Chapter 11 — Qualifications for Listing
The following modifications and additional requirements apply:—(1) the Exchange reserves the right, in its discretion, to refuse a listing of securities of a PRC issuer if it believes that it is not in the interest of the public in Hong Kong to list them;(2) the PRC issuer must appoint, and maintain throughout the period its securities are listed on GEM the appointment of, a person authorised to accept service of process and notices on its behalf in Hong Kong, and must notify the Exchange of his appointment and any termination of his appointment and details of:—(a) his address for service of process and notices;(b) if different, his place of business or, if he does not maintain a place of business, his residential address;(c) his business, residential and mobile telephone number;(d) his facsimile number and electronic mail address, if any; and(e) any change in the above particulars;Note: The person appointed under this rule may also be the person authorised to accept service required to be appointed under Part 16 of the Companies Ordinance, if applicable.(3) provision must be made for a register of holders to be maintained in Hong Kong, or such other place as the Exchange may agree, and for transfers to be registered locally. The Exchange may, however, consider an alternative proposal for registering transfers for Hong Kong holders in exceptional circumstances;(4) unless the Exchange otherwise agrees, only securities registered on the Hong Kong register may be traded on GEM; and(5) where two or more registers or branch registers of securities are maintained by a PRC issuer, it will not be necessary for the Hong Kong register to contain particulars of the shares registered on any other register or branch register.
[Repealed 1 July 2008]
[Repealed 1 July 2008]
Under rule 11.04, the Exchange requires a new applicant to make disclosure where it has a director, or controlling shareholder and, in relation only to the initial listing document, substantial shareholder (including the respective close associates of each) with a business or interest which competes or may compete with the business of the group.
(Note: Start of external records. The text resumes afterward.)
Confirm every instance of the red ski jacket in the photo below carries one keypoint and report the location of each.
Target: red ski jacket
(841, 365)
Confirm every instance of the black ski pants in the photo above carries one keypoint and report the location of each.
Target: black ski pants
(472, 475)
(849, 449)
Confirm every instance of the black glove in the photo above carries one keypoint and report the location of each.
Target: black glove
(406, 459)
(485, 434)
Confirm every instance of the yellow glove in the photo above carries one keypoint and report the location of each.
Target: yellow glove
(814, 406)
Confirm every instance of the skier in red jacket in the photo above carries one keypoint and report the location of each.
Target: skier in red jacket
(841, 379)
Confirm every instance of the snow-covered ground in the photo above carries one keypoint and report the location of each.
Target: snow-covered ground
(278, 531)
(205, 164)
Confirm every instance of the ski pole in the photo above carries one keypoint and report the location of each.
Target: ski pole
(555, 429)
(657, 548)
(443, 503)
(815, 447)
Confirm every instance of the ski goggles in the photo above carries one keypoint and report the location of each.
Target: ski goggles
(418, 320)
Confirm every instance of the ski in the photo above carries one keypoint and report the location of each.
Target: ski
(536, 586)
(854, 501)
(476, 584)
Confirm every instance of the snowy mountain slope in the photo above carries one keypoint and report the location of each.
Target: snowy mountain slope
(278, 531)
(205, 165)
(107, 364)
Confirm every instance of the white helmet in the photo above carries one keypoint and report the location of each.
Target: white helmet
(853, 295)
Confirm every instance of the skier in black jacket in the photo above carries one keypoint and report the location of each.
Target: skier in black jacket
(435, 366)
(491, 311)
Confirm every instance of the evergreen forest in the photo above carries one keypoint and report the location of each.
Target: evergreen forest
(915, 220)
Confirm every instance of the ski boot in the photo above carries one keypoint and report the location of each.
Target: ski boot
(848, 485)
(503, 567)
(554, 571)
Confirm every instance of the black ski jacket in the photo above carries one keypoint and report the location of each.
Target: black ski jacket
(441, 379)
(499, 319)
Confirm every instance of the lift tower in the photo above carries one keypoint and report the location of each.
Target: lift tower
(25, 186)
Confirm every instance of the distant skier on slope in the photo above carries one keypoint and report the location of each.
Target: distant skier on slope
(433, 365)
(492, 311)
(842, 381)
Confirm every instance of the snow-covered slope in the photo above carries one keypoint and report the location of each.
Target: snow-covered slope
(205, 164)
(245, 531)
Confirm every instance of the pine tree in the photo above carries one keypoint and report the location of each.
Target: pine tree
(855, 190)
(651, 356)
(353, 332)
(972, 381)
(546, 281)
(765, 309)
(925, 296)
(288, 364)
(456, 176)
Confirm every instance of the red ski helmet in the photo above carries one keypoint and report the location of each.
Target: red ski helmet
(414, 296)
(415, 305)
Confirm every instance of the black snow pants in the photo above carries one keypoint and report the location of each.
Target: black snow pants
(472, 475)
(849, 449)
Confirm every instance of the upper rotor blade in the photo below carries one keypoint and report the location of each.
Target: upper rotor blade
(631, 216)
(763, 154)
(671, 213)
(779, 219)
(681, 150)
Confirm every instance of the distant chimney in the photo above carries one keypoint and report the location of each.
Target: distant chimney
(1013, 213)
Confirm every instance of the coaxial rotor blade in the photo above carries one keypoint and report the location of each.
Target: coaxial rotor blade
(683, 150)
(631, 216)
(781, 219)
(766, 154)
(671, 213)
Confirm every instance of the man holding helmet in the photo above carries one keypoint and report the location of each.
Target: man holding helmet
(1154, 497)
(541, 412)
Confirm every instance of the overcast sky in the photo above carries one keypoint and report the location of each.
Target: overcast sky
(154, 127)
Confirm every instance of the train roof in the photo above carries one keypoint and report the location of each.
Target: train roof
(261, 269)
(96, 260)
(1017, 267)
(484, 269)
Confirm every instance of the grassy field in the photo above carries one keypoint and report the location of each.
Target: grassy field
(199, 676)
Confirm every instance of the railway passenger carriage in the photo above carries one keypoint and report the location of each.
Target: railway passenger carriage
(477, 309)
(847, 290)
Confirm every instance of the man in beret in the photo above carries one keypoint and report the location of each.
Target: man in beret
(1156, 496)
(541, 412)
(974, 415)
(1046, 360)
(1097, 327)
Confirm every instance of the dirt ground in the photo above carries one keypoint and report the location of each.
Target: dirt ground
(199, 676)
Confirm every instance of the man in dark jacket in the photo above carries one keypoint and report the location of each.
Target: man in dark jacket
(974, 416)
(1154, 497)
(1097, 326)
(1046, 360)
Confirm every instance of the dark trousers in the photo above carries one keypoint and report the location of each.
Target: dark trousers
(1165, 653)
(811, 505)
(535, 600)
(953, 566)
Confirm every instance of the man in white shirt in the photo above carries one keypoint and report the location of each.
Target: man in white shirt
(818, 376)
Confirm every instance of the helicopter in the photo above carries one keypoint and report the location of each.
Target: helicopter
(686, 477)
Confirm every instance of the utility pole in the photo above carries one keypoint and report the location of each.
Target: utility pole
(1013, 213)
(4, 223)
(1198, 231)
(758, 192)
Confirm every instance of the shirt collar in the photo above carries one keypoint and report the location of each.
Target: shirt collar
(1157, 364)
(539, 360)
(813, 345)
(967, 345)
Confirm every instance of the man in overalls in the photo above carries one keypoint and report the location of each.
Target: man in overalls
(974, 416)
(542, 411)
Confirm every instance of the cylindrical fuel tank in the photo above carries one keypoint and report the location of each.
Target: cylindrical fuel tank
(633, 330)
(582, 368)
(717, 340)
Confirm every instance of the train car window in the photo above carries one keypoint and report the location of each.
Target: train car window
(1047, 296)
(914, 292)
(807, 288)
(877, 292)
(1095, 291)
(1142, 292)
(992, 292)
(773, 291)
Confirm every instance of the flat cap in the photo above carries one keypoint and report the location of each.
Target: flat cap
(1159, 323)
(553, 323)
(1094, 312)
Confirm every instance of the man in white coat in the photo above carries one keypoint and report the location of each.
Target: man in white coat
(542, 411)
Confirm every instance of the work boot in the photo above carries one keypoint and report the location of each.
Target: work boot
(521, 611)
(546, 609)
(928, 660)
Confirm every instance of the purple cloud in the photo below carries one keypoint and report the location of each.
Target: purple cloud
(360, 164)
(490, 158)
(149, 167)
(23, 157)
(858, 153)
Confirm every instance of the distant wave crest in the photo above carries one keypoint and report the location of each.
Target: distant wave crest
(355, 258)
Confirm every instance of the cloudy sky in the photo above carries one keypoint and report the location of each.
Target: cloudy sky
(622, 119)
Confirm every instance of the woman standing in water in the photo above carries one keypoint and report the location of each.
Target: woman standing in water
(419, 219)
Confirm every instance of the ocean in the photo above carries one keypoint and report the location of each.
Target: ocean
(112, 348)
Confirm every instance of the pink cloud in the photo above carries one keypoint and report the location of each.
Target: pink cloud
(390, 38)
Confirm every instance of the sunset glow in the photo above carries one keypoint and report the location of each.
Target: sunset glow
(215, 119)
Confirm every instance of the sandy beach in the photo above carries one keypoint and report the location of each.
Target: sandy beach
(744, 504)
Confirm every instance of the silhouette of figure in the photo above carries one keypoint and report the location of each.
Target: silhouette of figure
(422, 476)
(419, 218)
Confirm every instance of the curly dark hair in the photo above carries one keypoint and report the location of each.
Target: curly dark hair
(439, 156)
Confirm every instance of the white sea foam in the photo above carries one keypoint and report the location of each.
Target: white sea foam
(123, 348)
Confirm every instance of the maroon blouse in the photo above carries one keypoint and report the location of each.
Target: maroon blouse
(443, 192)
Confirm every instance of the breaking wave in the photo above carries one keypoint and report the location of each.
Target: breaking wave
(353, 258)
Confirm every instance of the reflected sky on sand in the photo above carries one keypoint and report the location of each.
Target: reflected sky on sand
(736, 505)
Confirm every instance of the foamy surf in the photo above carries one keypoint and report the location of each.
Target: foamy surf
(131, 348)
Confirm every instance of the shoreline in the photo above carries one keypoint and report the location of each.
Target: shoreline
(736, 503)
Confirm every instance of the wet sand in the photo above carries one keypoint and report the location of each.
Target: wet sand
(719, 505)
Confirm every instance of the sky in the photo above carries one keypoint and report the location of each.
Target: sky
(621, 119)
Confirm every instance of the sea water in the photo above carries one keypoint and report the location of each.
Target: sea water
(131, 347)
In this connection, in the case of a new applicant which is a PRC issuer, "controlling shareholder" means any shareholder or other person or group of persons together entitled to exercise, or control the exercise of 30% (or such other amount as may from time to time be specified in applicable PRC law as being the level for triggering a mandatory general offer or for otherwise establishing legal or management control over a business enterprise) or more of the voting power at general meetings of the new applicant or who is in a position to control the composition of the majority of the board of directors of the new applicant. For the purposes of this rule, the Exchange will normally not consider a PRC Governmental Body (as defined in rule 25.04) as a controlling shareholder of a PRC issuer.
[Repealed 1 January 2012]
25.13(1) In addition to the requirements of Chapter 5, the independent non-executive directors of a PRC issuer must also be able to demonstrate an acceptable standard of competence and adequate commercial or professional experience to ensure that the interests of the general body of shareholders will be adequately represented.(2) Supervisors of a PRC issuer must have the character, experience and integrity and be able to demonstrate a standard of competence commensurate with their position as supervisors. The Exchange may request further information regarding the background, experience, other business interests or character of any supervisor or proposed supervisor.